I live with Borrowers. At least I’m 99% positive that is what is going on. Do you remember that story about the tiny people who live, hidden, in your homes and “borrow” your things? I’m almost certain I have them at my house. How else do you explain the constant missing of all the things?
It most certainly cannot be my housekeeping skills, as those are impeccable (I jest).
It most certainly cannot be two kids who always respect the boundaries of personal property.
It most certainly is not the two dogs who always behave and never ever steal socks for tug-o-war.
The only possible explanation is that I have Borrowers, and by the rate that things go missing in my house, I might be infested. Here is just a sample of what turns up missing in our home:
1. Scissors. We have 5 pair that are supposed to stay in a kitchen drawer, never ever are they there.
2. Remote Controls. I have replaced them and lost the replacements MORE THAN ONCE. Thank goodness for Prime shipping.

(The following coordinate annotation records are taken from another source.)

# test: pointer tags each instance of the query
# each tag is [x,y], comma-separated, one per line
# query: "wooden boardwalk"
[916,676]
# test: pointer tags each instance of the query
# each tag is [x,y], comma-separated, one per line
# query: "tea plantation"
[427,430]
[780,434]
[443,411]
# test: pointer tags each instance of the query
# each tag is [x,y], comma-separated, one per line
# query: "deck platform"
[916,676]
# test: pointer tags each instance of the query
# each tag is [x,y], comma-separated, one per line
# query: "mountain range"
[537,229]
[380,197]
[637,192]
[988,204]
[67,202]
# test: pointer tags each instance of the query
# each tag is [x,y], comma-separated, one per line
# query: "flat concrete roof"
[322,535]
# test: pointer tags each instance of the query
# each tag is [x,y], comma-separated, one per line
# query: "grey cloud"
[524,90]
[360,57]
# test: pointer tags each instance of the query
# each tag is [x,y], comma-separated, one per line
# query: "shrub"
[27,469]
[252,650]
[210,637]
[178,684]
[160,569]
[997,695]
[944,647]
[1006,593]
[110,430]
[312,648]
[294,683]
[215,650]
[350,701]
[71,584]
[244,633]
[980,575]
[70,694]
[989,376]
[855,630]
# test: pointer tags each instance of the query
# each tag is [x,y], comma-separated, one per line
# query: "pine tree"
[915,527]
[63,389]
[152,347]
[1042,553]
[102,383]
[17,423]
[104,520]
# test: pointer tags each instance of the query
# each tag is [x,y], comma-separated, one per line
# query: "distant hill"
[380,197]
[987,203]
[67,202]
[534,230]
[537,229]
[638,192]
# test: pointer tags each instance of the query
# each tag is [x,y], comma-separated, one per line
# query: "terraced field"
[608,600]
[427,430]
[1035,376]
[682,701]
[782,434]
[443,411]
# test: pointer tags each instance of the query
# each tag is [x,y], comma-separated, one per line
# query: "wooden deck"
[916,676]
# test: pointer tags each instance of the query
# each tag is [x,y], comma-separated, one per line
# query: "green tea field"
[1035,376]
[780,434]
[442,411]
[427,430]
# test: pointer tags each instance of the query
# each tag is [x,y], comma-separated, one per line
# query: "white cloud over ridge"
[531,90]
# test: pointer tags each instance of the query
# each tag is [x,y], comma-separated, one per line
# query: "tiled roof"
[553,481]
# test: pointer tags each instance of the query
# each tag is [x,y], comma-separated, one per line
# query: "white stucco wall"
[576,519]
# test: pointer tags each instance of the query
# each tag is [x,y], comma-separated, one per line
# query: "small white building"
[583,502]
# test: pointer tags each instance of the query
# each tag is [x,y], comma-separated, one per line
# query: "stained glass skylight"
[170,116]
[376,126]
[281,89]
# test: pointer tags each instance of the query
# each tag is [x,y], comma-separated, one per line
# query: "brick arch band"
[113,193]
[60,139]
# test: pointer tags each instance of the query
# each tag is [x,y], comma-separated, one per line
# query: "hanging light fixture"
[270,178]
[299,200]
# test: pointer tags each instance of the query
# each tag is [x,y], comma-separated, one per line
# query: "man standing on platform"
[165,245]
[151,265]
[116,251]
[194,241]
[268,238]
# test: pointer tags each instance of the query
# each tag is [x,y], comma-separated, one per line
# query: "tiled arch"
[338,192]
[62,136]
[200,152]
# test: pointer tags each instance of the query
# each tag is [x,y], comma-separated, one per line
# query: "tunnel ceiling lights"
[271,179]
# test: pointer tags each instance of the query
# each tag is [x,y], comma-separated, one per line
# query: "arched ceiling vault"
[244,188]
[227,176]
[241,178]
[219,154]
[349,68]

3. Fingernail Clippers. Again, these go in a kitchen drawer and still when I open it POOF! Gone.
4. Hair accessory items. This includes ties, Bobby pins, clips, bows, headbands, ribbons, etc. I have spent hundreds of dollars on these things over the course of my life. Why, Borrowers, why?!
5. Shoes. Okay this one COULD be the
dog’s children’s fault.
As a mother, I have very good finding skills. I find lost books, backpacks, toys, keys, phones, shoes (SHOES!) on a daily basis. Yet, for some supernatural reason I cannot I ever find what has been “borrowed.” But here’s the thing. I have plenty of things in my life that I wish would disappear forever (student loans, war, famine). Why can’t I get my Borrowers to work with me, instead of against me? I wish I could leave a list out for our Borrowers, because I have a few items I’d like to be gone forever.
1. The microphone toy. Beloved by my children and despised by everyone else ever.
2. Baby weight. Despite my best efforts the thirty pounds I gained during baby number three have not budged one bit.
3. My husband’s basketball shoes. Not worn to play basketball and Slimer green, but apparently they’re fresh?
4. The perpetual pile of dishes in my sink. I clear it out and within 5 minutes dishes return.
5. The Angries. You know those times when you are seconds away from a fit of blinding rage? No? Just me then. Right, moving on.
This weekend, I will be sending my children to hunt for our Borrowers. I figure if I give them each a flashlight and magnifying glass they will be entertained for
hours minutes and allow me to go shopping online in peace where, in true mom fashion, I will be filling my cart with cute tops, new shoes, and kitchen gadgets, but I will only end up purchasing… new remotes.